Evidências Proféticas | blog adventista

16/05/2011

Católicos e judeus devem defender dignidade juntos

CIDADE DO VATICANO, quinta-feira, 12 de maio de 2011 (ZENIT.org) - Bento XVI disse hoje que judeus e católicos podem colaborar muito mais do que em mera ação social, pois partilham uma visão da pessoa e da sua dignidade dadas por Deus. Esta foi sua reflexão ao receber hoje, em audiência, uma delegação da B'nai B'rith International, associação judaica mundial de ação social, que está envolvida no diálogo entre católicos e judeus.

O Papa se dirigiu aos membros da organização, valorizando sua "participação ativa" na reunião do International Catholic-Jewish Liaison Committee, realizado em Paris no final de fevereiro.

O encontro de Paris "afirmou o desejo de católicos e judeus de ir juntos ao encontro dos imensos desafios enfrentados por nossas comunidades, em um mundo em rápida mudança e, de forma significativa, do nosso dever religioso compartilhado de combater a pobreza, a injustiça, a discriminação e a negação dos direitos humanos universais".

No entanto, o entendimento entre judeus e católicos poderia ser ainda muito mais amplo, sugeriu o Papa. "Há muitas maneiras em que os judeus e os cristãos podem trabalhar juntos para melhorar o mundo, de acordo com a vontade do Todo-Poderoso, para o bem da humanidade", destacou.

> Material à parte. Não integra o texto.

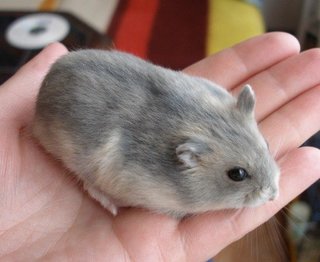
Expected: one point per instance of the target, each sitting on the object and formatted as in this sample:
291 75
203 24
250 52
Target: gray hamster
141 135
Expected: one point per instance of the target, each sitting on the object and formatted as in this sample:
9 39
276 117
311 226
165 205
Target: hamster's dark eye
237 174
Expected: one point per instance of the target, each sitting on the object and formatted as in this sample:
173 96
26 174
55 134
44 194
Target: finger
17 95
294 123
234 65
207 234
284 81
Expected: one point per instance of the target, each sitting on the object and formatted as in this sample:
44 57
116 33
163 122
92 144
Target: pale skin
46 216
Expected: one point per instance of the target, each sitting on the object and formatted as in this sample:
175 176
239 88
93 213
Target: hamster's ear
246 100
189 153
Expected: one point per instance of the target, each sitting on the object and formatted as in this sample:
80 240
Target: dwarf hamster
138 134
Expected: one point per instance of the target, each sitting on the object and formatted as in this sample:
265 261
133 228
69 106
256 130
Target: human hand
45 215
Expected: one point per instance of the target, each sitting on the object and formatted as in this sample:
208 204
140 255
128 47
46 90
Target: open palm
46 216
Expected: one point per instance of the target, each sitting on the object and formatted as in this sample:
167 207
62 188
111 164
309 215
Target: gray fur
151 137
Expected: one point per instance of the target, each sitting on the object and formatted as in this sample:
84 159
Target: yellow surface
230 22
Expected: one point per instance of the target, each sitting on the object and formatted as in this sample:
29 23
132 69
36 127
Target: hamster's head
228 164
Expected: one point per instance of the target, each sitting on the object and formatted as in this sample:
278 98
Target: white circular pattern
36 31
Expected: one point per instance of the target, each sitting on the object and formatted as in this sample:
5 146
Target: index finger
235 65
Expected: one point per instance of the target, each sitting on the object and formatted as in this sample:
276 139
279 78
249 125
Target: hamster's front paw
104 200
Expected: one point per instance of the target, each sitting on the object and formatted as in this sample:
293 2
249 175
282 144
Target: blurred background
175 34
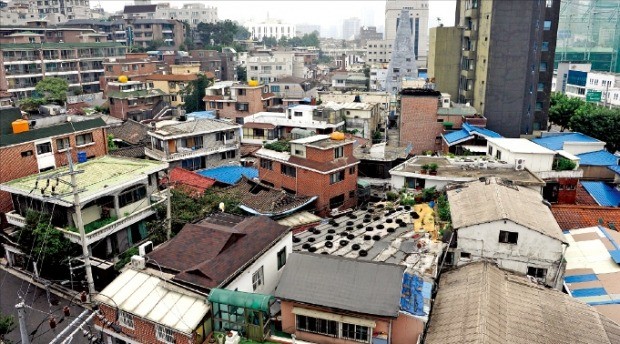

Nesse sentido, sublinhou duas questões: a dignidade da pessoa e o papel da religião na sociedade.

Quanto à primeira, disse que "uma das coisas mais importantes que podemos fazer juntos é dar testemunho comum da nossa profunda convicção de que cada homem e mulher é criado à imagem divina e, portanto, tem uma dignidade inviolável".

"Essa convicção continua sendo a base mais segura de qualquer esforço para defender e promover os direitos inalienáveis ​​de cada ser humano."

Em segundo lugar, destacou a importância, já manifestada em uma reunião em Jerusalém - em março passado, entre as delegações do Grão-Rabinato de Israel e da Comissão da Santa Sé para as Relações Religiosas com o Judaísmo - do papel da religião na sociedade.

É necessário, disse, "promover uma compreensão mais profunda do papel da religião nas nossas sociedades de hoje, como um corretivo rumo a uma visão da pessoa humana e da convivência social puramente horizontal e, em consequência, truncada".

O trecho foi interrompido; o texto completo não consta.